I've stopped attaching much importance to the actual numbers themselves or the yearly trends. The reality is this: Sun 'n Fun is a mature show in a mature market that is itself in an industry that's on the down swing. No amount of glad handing and sappy prose is going to change that, so the numbers are likely to be generally flat—up a little some years, down a little in others. Judging by the crowds we saw, this might be a down year for any number of reasons I'm sure I can't surmise. We won't know for sure until Sun 'n Fun runs the totals.
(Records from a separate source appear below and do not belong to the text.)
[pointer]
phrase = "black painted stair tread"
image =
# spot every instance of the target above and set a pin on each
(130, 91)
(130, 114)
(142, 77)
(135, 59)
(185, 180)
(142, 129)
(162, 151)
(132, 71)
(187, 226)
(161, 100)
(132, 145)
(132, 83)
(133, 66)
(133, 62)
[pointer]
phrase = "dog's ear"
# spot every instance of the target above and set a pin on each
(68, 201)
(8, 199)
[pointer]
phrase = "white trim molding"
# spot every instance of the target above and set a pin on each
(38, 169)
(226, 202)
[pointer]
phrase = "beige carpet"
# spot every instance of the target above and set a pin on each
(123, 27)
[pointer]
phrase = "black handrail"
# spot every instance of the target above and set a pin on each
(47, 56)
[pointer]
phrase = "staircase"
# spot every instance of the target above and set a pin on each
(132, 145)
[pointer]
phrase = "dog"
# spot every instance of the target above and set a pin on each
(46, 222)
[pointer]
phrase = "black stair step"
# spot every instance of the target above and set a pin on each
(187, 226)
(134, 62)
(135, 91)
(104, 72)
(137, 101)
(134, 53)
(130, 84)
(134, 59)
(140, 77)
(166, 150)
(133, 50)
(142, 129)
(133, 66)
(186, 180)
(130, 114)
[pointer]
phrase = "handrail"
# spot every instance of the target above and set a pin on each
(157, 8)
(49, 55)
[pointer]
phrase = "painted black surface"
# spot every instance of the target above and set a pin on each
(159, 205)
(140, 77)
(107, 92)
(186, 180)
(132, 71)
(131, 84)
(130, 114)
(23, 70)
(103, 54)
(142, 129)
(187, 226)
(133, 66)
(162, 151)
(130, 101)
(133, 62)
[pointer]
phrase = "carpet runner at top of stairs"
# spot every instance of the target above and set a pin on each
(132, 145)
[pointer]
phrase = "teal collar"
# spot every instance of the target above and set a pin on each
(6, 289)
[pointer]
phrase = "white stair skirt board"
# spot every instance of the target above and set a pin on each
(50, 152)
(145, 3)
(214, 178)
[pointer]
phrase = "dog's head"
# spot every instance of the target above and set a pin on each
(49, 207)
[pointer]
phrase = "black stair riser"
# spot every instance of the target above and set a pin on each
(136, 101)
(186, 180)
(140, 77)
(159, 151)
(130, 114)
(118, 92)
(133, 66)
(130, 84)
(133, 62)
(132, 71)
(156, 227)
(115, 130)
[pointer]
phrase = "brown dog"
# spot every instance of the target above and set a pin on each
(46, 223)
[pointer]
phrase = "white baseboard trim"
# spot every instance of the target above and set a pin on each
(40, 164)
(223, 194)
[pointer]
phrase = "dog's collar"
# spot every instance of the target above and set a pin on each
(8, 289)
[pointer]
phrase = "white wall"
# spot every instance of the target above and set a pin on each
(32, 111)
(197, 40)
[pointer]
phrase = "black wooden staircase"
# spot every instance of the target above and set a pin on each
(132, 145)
But what does it all mean? I spent Sunday afternoon asking people just this question. All of the dozen vendors I spoke with had a good show. With only one or two exceptions, overall traffic in the booths appeared to be down over last year, but those who did show up tended to be buyers, not lip flappers. "We are definitely slower this year than last year. But we sold out of our inventory," said Chris Esposito, of Light Sport Group. (They were selling aviation-adapted Contour cameras.) Over in the Lancair booth, where the company had a pair of turbine-powered Evolutions parked, Doug Mayer told me the same thing. And something else, too.
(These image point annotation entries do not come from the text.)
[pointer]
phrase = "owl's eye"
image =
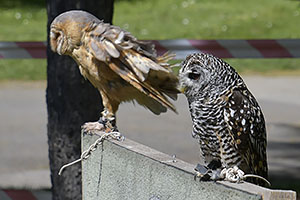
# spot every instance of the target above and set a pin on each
(193, 76)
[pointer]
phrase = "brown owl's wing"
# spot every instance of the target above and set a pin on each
(133, 60)
(246, 125)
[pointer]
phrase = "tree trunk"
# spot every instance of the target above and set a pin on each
(71, 101)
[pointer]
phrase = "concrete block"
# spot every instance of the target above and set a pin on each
(128, 170)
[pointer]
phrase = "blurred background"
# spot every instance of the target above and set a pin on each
(274, 82)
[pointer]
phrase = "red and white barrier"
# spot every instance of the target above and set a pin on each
(25, 195)
(281, 48)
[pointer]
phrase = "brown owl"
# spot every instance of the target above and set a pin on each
(121, 67)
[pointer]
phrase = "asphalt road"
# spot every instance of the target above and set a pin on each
(23, 122)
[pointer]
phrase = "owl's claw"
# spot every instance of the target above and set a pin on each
(204, 173)
(102, 124)
(89, 127)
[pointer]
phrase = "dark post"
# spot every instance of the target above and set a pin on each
(71, 101)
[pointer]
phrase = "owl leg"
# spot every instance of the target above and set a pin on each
(210, 172)
(107, 121)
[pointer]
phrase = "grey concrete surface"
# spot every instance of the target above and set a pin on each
(23, 121)
(130, 170)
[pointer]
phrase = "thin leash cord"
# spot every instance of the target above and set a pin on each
(85, 154)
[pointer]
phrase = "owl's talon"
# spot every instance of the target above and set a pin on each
(89, 127)
(232, 174)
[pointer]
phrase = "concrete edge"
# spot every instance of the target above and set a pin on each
(168, 160)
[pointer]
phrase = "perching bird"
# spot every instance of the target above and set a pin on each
(121, 67)
(227, 119)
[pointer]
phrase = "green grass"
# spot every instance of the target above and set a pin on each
(22, 20)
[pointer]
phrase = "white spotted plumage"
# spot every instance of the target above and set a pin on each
(227, 119)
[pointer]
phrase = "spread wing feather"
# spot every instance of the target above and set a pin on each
(133, 61)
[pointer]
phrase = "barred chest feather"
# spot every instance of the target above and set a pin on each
(209, 127)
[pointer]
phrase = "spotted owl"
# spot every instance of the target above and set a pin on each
(227, 119)
(121, 67)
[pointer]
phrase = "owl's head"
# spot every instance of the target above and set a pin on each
(66, 30)
(203, 74)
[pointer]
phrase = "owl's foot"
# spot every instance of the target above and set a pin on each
(89, 127)
(204, 173)
(103, 124)
(232, 174)
(236, 175)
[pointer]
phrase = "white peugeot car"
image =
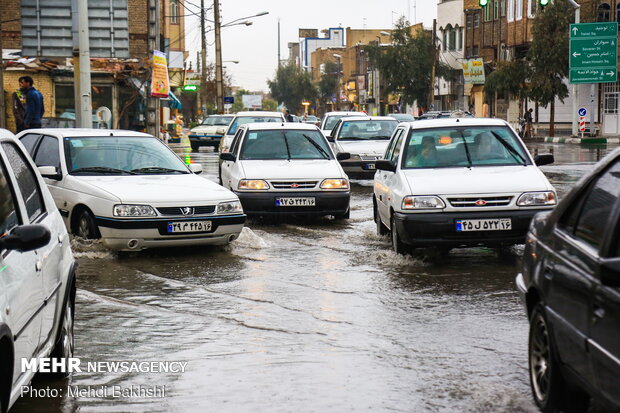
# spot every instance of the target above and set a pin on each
(131, 190)
(366, 139)
(286, 168)
(37, 273)
(458, 182)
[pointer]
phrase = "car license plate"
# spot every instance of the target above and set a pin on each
(189, 226)
(499, 224)
(295, 201)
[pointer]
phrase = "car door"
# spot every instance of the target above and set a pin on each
(20, 273)
(569, 270)
(40, 211)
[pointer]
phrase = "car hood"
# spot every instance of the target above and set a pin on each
(477, 180)
(160, 189)
(295, 169)
(370, 147)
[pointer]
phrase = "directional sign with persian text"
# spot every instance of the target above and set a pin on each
(593, 52)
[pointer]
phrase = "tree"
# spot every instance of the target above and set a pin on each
(406, 66)
(292, 85)
(548, 56)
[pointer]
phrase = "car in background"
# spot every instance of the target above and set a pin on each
(570, 287)
(331, 118)
(131, 190)
(458, 182)
(286, 169)
(37, 273)
(209, 132)
(402, 117)
(365, 138)
(242, 118)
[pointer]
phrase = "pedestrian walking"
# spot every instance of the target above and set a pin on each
(34, 103)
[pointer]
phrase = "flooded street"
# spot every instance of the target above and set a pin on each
(318, 316)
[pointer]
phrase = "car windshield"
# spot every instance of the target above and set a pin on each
(357, 130)
(285, 144)
(242, 120)
(217, 121)
(109, 155)
(463, 147)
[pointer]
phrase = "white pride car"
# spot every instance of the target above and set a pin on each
(285, 169)
(458, 182)
(131, 190)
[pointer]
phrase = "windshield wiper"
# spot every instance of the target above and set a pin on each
(317, 146)
(102, 170)
(512, 150)
(156, 169)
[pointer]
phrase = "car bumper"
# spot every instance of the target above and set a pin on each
(264, 203)
(439, 229)
(137, 234)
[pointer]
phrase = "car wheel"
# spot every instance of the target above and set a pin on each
(381, 229)
(86, 227)
(398, 246)
(549, 389)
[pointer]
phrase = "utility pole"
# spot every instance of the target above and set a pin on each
(219, 82)
(203, 61)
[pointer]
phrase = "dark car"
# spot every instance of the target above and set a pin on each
(570, 287)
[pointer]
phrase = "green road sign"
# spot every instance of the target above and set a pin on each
(593, 52)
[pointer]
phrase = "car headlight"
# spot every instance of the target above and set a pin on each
(335, 184)
(423, 202)
(253, 184)
(123, 210)
(230, 207)
(537, 199)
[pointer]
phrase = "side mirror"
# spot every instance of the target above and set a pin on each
(385, 165)
(343, 156)
(26, 238)
(610, 272)
(50, 172)
(196, 168)
(228, 156)
(545, 159)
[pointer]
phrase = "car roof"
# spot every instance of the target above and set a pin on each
(85, 132)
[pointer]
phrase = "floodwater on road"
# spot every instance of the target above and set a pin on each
(303, 317)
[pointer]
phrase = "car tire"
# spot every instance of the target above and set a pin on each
(399, 247)
(550, 391)
(86, 227)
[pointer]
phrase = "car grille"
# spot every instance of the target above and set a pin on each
(474, 202)
(199, 210)
(294, 185)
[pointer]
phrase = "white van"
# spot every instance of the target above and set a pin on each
(458, 182)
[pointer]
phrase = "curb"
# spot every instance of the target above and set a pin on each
(549, 139)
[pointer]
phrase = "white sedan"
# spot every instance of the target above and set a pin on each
(131, 190)
(286, 168)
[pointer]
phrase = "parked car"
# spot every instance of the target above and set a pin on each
(209, 132)
(279, 169)
(331, 118)
(131, 190)
(366, 139)
(37, 272)
(458, 182)
(570, 287)
(242, 118)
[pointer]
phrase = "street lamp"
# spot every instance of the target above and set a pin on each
(219, 81)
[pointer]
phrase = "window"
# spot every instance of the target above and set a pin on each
(598, 206)
(604, 12)
(26, 180)
(48, 153)
(9, 218)
(174, 12)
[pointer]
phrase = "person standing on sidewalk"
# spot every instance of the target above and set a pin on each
(34, 103)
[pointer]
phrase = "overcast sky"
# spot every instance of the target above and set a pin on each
(256, 46)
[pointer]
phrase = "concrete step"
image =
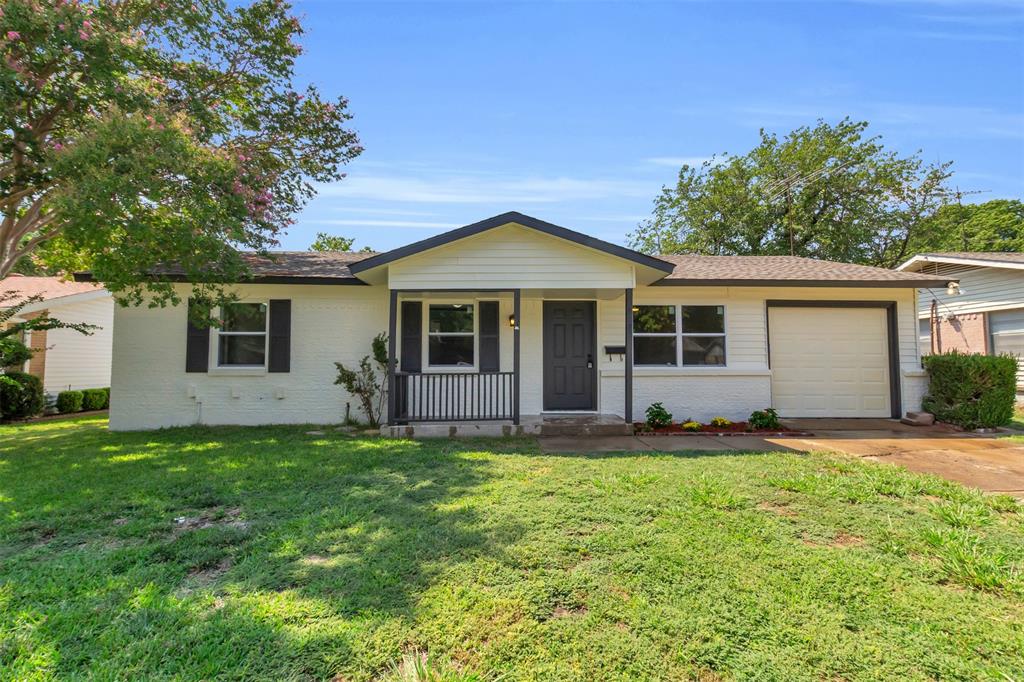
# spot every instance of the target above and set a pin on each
(584, 429)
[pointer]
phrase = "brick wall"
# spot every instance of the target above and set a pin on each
(965, 333)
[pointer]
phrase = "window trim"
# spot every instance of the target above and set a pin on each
(475, 334)
(217, 333)
(679, 334)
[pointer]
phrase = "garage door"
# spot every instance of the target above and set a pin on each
(829, 361)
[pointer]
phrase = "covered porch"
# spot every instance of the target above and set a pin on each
(480, 359)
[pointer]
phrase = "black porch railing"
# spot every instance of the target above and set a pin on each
(454, 396)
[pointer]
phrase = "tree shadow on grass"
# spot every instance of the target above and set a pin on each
(228, 552)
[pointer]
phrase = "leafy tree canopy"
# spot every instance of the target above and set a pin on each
(136, 133)
(827, 192)
(325, 242)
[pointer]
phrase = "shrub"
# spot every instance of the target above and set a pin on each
(972, 391)
(764, 419)
(657, 416)
(70, 401)
(20, 395)
(93, 398)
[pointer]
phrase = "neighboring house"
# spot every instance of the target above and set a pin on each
(984, 314)
(66, 358)
(512, 317)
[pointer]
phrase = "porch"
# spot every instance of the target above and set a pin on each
(529, 425)
(509, 361)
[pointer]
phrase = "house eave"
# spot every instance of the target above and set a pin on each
(834, 284)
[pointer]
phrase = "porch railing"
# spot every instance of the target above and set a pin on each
(454, 396)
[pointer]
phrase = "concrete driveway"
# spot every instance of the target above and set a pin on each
(994, 464)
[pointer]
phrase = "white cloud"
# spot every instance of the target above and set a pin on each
(481, 188)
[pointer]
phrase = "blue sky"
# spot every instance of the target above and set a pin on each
(579, 113)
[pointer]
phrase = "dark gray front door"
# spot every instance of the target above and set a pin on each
(569, 357)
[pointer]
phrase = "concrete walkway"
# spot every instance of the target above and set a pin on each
(994, 464)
"I've been coming here for 10 years with Lancair and for longer than that doing other things. And something happened to me that's never happened," he said. And what was that? A Sun 'n Fun staffer stopped to give him a ride to the parking lot in a golf cart. I blogged on this earlier in the week, but credit Sun 'n Fun's new CEO J.R. Lites Leenhouts for that, not me. He instructed the staff to reach out with these kinds of courtesies and they did. That's a positive development. (Credit due: the volunteers here have always been exceptionally helpful and friendly.)
Compared to last year, the weather this year was perfect. Highs in the mid-80s all week, with just an afternoon shower on Saturday. I cruised West Pipkin on Friday morning looking for the usual traffic jams, but they were nowhere to be found. Part of that may be due to lower attendance in general or just better organization. Either way, I was glad to avoid the backups that have marred every show I've been to. I think there are still things to be improved in getting people into and out of the show, but I get the impression these things are in the works.
I spoke with Gulf Coast Avionics owner Rick Garcia, who was in his booth on Sunday. Garcia told me his sales were up slightly over last year on slower traffic, but not as good as sales in previous years. He's on Sun 'n Fun's board of directors and told me Leenhouts needs to get through a show and watch the gears turn before making wholesale changes. "Every event is going to have its problems," Garcia said, "but they can be fixed." One thing he said that I find encouraging is that there's a plan to form an exhibitor's advisory council composed of perhaps 20 exhibitors.
If there's any consistent complaint I hear, it's from vendors who feel Sun 'n Fun needs to do a better job of making their lives easier and making them feel welcome at the show. Some told me that registering and making arrangements with show organizers is more difficult than it needs to be and when they need to hear the word "yes," they often hear "no" instead. (I hear the same complaint at AirVenture, but more often at Sun 'n Fun.) Airshows are nice, but the vendor community is the core of this show and I don't see any reason why these minor irritations can't be addressed, thus making the vendors more enthusiastic about coming.
And they're going to come. "For us, this is the start of the selling season," said Lynn Thomas of Quest Aircraft. "If you're not here, you risk people thinking you're no longer in business." Having said that, other companies told me they spend a significant portion of their promotional budgets in coming to Sun 'n Fun and they expect a return. Everyone I spoke to told me they got plenty of return for the effort this year.
What's ahead? That will be up to Leenhouts, his management cadre and the board. In my view, they sent the right message this year by, at least on the surface, making the show more attendee-friendly. If they now turn their attention to vendors--and the press, which serves an important informational and promotional force multiplier--there's potential to improve this event substantially. It will never be AirVenture, but then AirVenture will never be Paris, either. Sun 'n Fun is uniquely positioned to be the season opener, just as Lynn Thomas said. I'm optimistic that next year, they'll be making the most of that. They're on the right track.